Cette opération de police surprise et massive intervient alors que l’association était dans l’attente du délibéré de justice devant être communiqué fin juin et statuer sur une expulsabilité potentielle. C’est donc hors du cadre de la procédure que cette opération policière a été lancée et a conduit par un usage disproportionné de la force, non seulement nous a expulsé hors des locaux ainsi que l’ensemble des collectifs installés dans ce lieu mais également à conduire en garde à vue tous les habitants hébergés présents sur place, soit plus d’une dizaine de personnes !
C’est désormais 10 d’entre elles, gardées à vue l’ensemble de la journée, qui se sont vus assigner des OQTF (Obligation de quitter le territoire français) et une IRTF (Interdiction de retour sur le territoire français). Une autre est désormais placées en rétention administrative, menacées d’être envoyées en Centre de rétention administrative avant une possible expulsion. Ces centres sont des lieux de privation de liberté dénoncés par les concernés et les ONG.
D’après la Cimade, en 2023, 46 955 personnes ont été enfermées en rétention, un chiffre en constante augmentation depuis plusieurs années mais qui ne se traduit pas par une augmentation des expulsions. L’année 2023 a été particulièrement marquée par le décès de quatre personnes dans ces centres de rétention.

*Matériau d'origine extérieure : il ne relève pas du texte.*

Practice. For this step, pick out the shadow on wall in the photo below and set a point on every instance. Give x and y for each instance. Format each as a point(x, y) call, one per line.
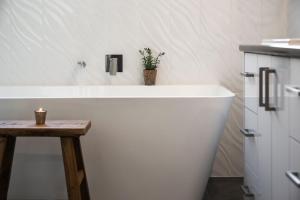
point(293, 19)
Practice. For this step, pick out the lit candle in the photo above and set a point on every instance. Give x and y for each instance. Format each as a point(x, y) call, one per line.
point(40, 116)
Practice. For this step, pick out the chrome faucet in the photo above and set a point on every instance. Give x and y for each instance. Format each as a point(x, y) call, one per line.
point(114, 64)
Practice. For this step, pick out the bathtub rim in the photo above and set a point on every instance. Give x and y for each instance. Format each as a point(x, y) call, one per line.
point(222, 92)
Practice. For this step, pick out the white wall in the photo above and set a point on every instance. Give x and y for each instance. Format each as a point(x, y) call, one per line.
point(42, 40)
point(293, 19)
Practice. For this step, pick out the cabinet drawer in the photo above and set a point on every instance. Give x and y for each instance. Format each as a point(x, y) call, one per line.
point(251, 83)
point(294, 114)
point(251, 143)
point(294, 167)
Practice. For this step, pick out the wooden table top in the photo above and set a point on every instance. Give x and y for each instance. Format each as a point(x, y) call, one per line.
point(52, 128)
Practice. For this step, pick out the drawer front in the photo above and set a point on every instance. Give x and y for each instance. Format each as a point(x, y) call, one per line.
point(251, 143)
point(294, 167)
point(251, 83)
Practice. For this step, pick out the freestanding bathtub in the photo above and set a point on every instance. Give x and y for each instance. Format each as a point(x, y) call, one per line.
point(146, 143)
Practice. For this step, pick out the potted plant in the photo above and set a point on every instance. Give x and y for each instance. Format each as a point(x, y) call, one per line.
point(150, 63)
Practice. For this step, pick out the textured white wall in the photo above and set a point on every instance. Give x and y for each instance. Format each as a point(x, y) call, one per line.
point(293, 19)
point(42, 40)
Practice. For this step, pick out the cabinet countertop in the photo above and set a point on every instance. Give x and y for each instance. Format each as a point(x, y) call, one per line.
point(286, 51)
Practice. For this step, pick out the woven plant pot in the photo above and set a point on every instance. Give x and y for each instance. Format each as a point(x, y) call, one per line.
point(150, 76)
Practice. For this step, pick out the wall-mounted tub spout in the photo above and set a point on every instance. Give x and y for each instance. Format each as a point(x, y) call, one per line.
point(114, 64)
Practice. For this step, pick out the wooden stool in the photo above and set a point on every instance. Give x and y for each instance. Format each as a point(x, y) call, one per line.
point(69, 133)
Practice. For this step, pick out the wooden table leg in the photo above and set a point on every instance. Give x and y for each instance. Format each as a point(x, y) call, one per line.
point(74, 169)
point(80, 164)
point(7, 148)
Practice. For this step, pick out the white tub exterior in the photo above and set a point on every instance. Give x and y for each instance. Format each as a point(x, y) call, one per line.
point(146, 143)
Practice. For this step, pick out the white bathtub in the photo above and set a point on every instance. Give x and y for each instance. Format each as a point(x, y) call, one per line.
point(146, 143)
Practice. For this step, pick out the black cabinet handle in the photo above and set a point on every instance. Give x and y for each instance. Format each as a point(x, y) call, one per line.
point(247, 74)
point(261, 83)
point(267, 90)
point(246, 191)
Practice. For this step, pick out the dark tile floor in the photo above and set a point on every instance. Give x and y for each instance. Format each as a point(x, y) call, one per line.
point(224, 189)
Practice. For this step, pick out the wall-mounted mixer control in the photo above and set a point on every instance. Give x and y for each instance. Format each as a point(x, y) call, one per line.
point(114, 64)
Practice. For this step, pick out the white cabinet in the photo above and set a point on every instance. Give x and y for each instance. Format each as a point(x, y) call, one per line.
point(251, 82)
point(267, 154)
point(280, 129)
point(294, 189)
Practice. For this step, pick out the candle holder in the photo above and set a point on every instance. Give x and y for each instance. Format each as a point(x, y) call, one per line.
point(40, 116)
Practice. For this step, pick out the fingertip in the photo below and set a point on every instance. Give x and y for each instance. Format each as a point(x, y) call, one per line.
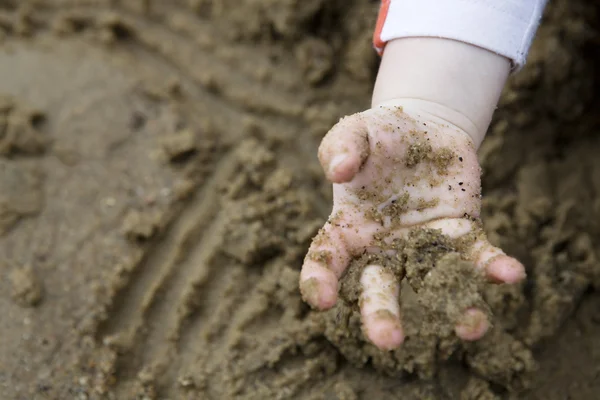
point(384, 330)
point(343, 168)
point(505, 269)
point(320, 294)
point(473, 325)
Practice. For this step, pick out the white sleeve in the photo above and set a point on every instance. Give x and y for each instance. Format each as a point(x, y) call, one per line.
point(505, 27)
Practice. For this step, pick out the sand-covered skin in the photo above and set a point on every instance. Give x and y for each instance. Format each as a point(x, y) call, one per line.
point(159, 188)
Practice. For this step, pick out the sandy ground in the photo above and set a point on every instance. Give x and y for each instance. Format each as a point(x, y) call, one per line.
point(159, 187)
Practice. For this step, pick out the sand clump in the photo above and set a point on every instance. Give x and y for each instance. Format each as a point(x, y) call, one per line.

C’est dans cette logique de valorisation foncière, face à la grande difficulté d’accéder à des locaux non marchands et de se loger dans des conditions dignes que l’association a réquisitionné en mai 2023 un bâtiment vide de la Fondation Croix Saint-Simon situé dans le bas Montreuil, quartier vidé au fil des années de ces habitants les plus pauvres. Depuis près d’un an, nous avons coordonné grâce à notre équipe, dont 4 jeunes en service civique, l’hébergement d’une vingtaine de personnes et nous avons mis en place de nombreuses activités sociales et culturelles :
- La cantine relogée du foyer Bara
- Un café associatif
- Des permanences d’aide administrative
- Une association travaillant à transformer la prise en charge des
questions psychatriques - L’atelier de menuiserie
- L’atelier de couture
- L’atelier de maroquinerie
- L’atelier de peinture
- Le ciné-club de l’association Médiatess
- Le studio d’enregistrement
- La Salle informatique
- Des cours de boxe, de danse, de musique, de théâtre
- Des permanences de l’association Timmy Ss’occupant des jeunes
mineurs isolés, - Des activités en partenariat avec le club de prévention Jeunesse feu-
vert, - Des maraudes tous les vendredis
- Des réunions de collectifs politiques
Nombre d’entre nous ont de la famille, des frères et Sœurs, des voisins et voisines de quartier qui appréciaient, fréquentaient ou avaient été aidées par les activités de l’association. Cette procédure constitue un détournement manifeste d’une procédure pénale. En effet, des fonctionnaires de police ont, sur instruction du parquet de Bobigny, et sous couvert d’une enquête ouverte du chef d’occupation illicite (infraction prévue et réprimée par l’article 315-1 du Code pénal), procédé à l’expulsion et au placement en garde à vue d’une partie des occupants du bâtiment. Ils ont en outre interdit aux autres occupants de le réintégrer et, concomitamment, ont permis à une société de sécurité privée dépêchée par le propriétaire de sécuriser le bâtiment pour en interdire l’accès.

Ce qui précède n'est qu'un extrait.